Quote:
Two things I have noticed - in direct translation letter by letter (I hope this pastes properly), the C & K have the same symbol, which looks kind of silly to me:
That's because the "ck" combination did not exist in Irish, Latin, or the Brythonic language (ancestor to Welsh) which Patrick may have spoken at home. It was an English (Germanic) consonant combination which came into use in Ireland when people started Anglicizing Irish names (although Patrick was actually a Latin name absorbed into Irish). In addition, when Patrick came to Ireland, Irish had lost the "p" sound, so he was called Gatraic originally (which is still preserved in some old place names). The "p" sound came back into the language later, mostly through foreign words, especially Latin words. This is why few words beginning in "p" are native Irish words.
C, K, and Q all had the same sound in Latin, originally (a "k" sound). The soft "c" in words like "cent" was a later development, so Caesar's name was originally pronounced close to the modern German "Kaiser". The Latins got their alphabet from the Etruscans, who used an adaptation of the Greek alphabet.

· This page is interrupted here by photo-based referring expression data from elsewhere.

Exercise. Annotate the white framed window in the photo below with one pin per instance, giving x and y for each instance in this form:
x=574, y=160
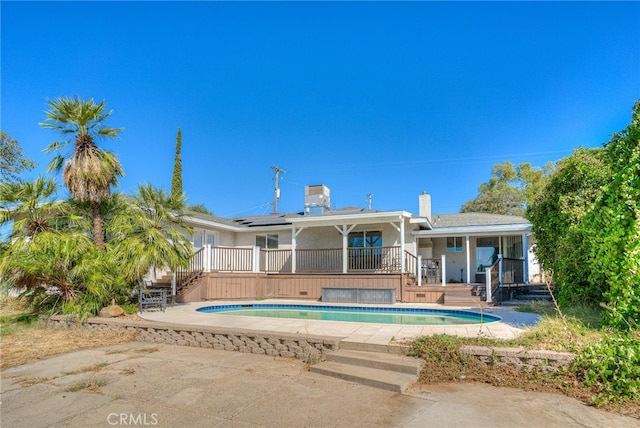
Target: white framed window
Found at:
x=454, y=244
x=200, y=238
x=269, y=241
x=365, y=239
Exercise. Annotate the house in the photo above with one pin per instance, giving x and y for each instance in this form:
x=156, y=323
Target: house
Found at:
x=422, y=258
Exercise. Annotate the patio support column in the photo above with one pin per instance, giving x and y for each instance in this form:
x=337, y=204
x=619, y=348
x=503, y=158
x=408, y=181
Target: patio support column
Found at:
x=400, y=230
x=294, y=234
x=402, y=260
x=345, y=243
x=256, y=259
x=525, y=253
x=207, y=258
x=467, y=241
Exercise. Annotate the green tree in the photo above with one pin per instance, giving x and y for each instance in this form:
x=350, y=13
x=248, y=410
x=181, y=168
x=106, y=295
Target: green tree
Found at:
x=12, y=160
x=87, y=171
x=509, y=190
x=176, y=179
x=557, y=217
x=200, y=208
x=613, y=229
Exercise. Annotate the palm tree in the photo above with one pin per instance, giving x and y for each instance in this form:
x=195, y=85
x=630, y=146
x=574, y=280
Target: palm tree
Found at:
x=149, y=232
x=87, y=171
x=29, y=208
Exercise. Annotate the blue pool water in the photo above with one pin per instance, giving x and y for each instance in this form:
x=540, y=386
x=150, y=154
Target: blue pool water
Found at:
x=381, y=315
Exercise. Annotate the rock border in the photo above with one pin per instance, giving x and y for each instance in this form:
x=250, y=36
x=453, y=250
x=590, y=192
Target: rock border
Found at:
x=304, y=347
x=521, y=359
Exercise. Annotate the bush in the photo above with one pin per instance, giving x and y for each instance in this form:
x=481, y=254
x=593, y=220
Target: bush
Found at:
x=612, y=367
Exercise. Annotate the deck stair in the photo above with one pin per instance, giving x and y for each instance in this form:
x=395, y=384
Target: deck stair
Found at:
x=378, y=369
x=464, y=295
x=535, y=292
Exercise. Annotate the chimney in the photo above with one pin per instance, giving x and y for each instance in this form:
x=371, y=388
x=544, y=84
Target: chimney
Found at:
x=424, y=205
x=316, y=199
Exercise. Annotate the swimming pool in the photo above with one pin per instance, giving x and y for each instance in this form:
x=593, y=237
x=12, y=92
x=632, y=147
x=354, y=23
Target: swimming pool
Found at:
x=380, y=315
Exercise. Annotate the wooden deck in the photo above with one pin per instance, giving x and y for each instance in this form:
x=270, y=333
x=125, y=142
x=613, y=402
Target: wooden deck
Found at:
x=230, y=286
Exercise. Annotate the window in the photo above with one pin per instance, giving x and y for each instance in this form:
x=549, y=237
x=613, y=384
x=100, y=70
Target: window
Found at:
x=202, y=238
x=454, y=244
x=512, y=247
x=267, y=241
x=365, y=239
x=365, y=250
x=487, y=250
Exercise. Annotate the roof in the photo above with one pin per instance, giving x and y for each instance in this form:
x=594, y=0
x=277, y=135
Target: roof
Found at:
x=475, y=219
x=476, y=224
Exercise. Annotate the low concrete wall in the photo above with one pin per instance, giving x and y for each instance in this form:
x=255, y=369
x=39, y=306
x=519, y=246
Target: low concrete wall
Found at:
x=307, y=348
x=546, y=361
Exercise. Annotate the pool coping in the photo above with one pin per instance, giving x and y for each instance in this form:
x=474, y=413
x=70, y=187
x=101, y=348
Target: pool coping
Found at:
x=365, y=333
x=357, y=308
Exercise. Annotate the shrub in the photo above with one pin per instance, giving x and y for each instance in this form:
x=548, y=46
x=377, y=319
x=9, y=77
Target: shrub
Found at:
x=612, y=367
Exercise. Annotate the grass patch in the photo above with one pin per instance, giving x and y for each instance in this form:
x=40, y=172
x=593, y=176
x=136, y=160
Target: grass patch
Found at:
x=10, y=324
x=94, y=368
x=92, y=384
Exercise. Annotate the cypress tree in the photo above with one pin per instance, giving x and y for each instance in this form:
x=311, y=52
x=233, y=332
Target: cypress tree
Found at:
x=176, y=180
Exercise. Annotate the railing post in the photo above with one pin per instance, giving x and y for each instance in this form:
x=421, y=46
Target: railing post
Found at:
x=208, y=256
x=256, y=259
x=173, y=284
x=487, y=281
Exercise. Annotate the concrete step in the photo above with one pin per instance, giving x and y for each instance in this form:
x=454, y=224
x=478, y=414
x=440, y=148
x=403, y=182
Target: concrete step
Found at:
x=377, y=378
x=373, y=347
x=377, y=360
x=534, y=297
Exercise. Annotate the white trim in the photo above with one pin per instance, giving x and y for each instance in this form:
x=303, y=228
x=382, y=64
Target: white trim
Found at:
x=499, y=229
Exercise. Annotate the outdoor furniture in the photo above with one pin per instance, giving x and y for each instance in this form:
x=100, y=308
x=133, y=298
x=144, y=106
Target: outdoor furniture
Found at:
x=151, y=297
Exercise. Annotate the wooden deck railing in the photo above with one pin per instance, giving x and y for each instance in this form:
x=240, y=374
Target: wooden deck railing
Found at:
x=431, y=270
x=328, y=260
x=378, y=259
x=319, y=261
x=411, y=264
x=512, y=271
x=275, y=261
x=227, y=259
x=196, y=266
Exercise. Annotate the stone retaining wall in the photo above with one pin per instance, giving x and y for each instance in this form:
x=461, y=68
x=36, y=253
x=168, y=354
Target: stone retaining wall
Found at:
x=546, y=361
x=307, y=348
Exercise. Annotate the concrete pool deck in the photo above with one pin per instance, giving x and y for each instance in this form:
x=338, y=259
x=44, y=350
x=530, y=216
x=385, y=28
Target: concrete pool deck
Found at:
x=510, y=326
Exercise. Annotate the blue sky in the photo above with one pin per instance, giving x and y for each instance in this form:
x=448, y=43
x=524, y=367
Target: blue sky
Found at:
x=391, y=99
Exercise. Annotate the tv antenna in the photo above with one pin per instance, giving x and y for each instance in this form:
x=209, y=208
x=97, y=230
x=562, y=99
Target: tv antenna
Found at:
x=369, y=200
x=276, y=191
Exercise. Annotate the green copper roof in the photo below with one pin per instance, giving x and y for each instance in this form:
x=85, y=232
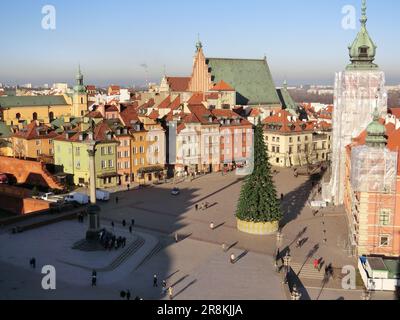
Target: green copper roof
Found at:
x=79, y=87
x=376, y=132
x=28, y=101
x=5, y=131
x=363, y=50
x=286, y=100
x=251, y=79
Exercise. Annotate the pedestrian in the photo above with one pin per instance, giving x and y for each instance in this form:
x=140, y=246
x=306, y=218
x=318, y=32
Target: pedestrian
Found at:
x=94, y=279
x=164, y=285
x=316, y=263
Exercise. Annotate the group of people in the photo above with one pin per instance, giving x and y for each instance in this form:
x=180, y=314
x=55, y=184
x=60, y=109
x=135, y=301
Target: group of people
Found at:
x=170, y=290
x=203, y=206
x=110, y=241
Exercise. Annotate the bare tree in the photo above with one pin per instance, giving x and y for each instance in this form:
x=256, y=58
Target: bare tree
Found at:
x=19, y=149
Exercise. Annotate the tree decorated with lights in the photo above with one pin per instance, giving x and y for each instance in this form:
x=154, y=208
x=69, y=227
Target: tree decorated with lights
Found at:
x=258, y=202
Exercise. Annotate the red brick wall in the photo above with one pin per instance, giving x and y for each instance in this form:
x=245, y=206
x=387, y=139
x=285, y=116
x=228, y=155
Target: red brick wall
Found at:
x=29, y=172
x=16, y=200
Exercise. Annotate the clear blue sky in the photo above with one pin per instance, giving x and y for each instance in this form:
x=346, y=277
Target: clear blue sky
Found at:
x=302, y=39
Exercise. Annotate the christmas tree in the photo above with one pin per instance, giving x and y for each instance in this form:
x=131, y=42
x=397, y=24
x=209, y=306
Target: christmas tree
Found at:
x=258, y=201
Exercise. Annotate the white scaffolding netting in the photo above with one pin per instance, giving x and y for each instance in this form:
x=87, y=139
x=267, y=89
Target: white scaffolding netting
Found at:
x=373, y=170
x=357, y=93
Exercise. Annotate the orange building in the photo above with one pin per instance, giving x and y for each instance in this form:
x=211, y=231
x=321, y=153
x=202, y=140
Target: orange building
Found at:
x=34, y=141
x=372, y=190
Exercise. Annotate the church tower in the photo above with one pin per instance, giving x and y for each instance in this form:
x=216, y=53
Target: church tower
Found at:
x=358, y=91
x=79, y=98
x=201, y=78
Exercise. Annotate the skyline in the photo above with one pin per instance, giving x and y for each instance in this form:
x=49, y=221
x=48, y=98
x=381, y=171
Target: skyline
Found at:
x=114, y=45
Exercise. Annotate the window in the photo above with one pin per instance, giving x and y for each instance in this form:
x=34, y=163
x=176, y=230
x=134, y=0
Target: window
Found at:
x=384, y=241
x=384, y=217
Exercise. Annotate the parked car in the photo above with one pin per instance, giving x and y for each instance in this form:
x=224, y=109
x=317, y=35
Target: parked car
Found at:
x=3, y=178
x=51, y=197
x=80, y=198
x=102, y=195
x=176, y=192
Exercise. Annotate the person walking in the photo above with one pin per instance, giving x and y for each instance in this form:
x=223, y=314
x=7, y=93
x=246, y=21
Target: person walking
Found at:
x=94, y=278
x=316, y=263
x=164, y=287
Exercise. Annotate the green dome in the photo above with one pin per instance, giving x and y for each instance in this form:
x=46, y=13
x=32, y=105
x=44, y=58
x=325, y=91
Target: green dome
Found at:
x=363, y=50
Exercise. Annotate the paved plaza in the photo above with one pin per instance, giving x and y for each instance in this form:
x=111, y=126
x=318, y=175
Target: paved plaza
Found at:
x=196, y=267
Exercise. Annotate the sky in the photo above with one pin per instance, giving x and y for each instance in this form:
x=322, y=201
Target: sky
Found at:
x=129, y=42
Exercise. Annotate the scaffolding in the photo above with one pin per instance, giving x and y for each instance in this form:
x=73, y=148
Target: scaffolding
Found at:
x=373, y=170
x=357, y=93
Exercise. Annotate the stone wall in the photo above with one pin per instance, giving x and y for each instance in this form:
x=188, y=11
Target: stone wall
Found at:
x=29, y=172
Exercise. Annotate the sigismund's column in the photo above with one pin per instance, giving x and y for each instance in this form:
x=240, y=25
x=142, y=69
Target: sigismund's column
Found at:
x=94, y=211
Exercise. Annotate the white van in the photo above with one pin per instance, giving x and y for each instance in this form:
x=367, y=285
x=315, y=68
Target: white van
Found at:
x=102, y=195
x=80, y=198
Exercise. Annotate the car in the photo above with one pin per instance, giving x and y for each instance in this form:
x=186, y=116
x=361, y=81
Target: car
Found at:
x=175, y=192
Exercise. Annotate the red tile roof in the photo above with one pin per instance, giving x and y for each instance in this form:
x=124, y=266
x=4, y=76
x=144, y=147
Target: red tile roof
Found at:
x=178, y=84
x=196, y=99
x=34, y=131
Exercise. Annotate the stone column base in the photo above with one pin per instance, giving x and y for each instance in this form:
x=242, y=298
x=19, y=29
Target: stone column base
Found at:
x=261, y=229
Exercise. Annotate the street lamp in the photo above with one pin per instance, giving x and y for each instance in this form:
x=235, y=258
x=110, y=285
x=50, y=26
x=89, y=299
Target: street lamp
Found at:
x=366, y=295
x=296, y=295
x=286, y=261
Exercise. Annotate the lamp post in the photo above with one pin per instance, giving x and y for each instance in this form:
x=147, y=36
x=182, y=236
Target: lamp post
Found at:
x=93, y=232
x=296, y=295
x=286, y=261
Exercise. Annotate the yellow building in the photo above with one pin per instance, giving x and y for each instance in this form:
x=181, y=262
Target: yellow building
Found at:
x=291, y=142
x=18, y=109
x=34, y=141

In Etruscan, the letters C, K, and Q each had a different sound, but when the Romans adopted the Etruscan alphabet, they only had one of those sounds, so they weren't sure what to do with all three letters. For a while, they used K only before "a" and "o", Q before "u" (which is why there's almost always a "u" after "q" in modern English), and C before "e" and "i", but they did even that inconsistently, and the use of K mostly faded out with time.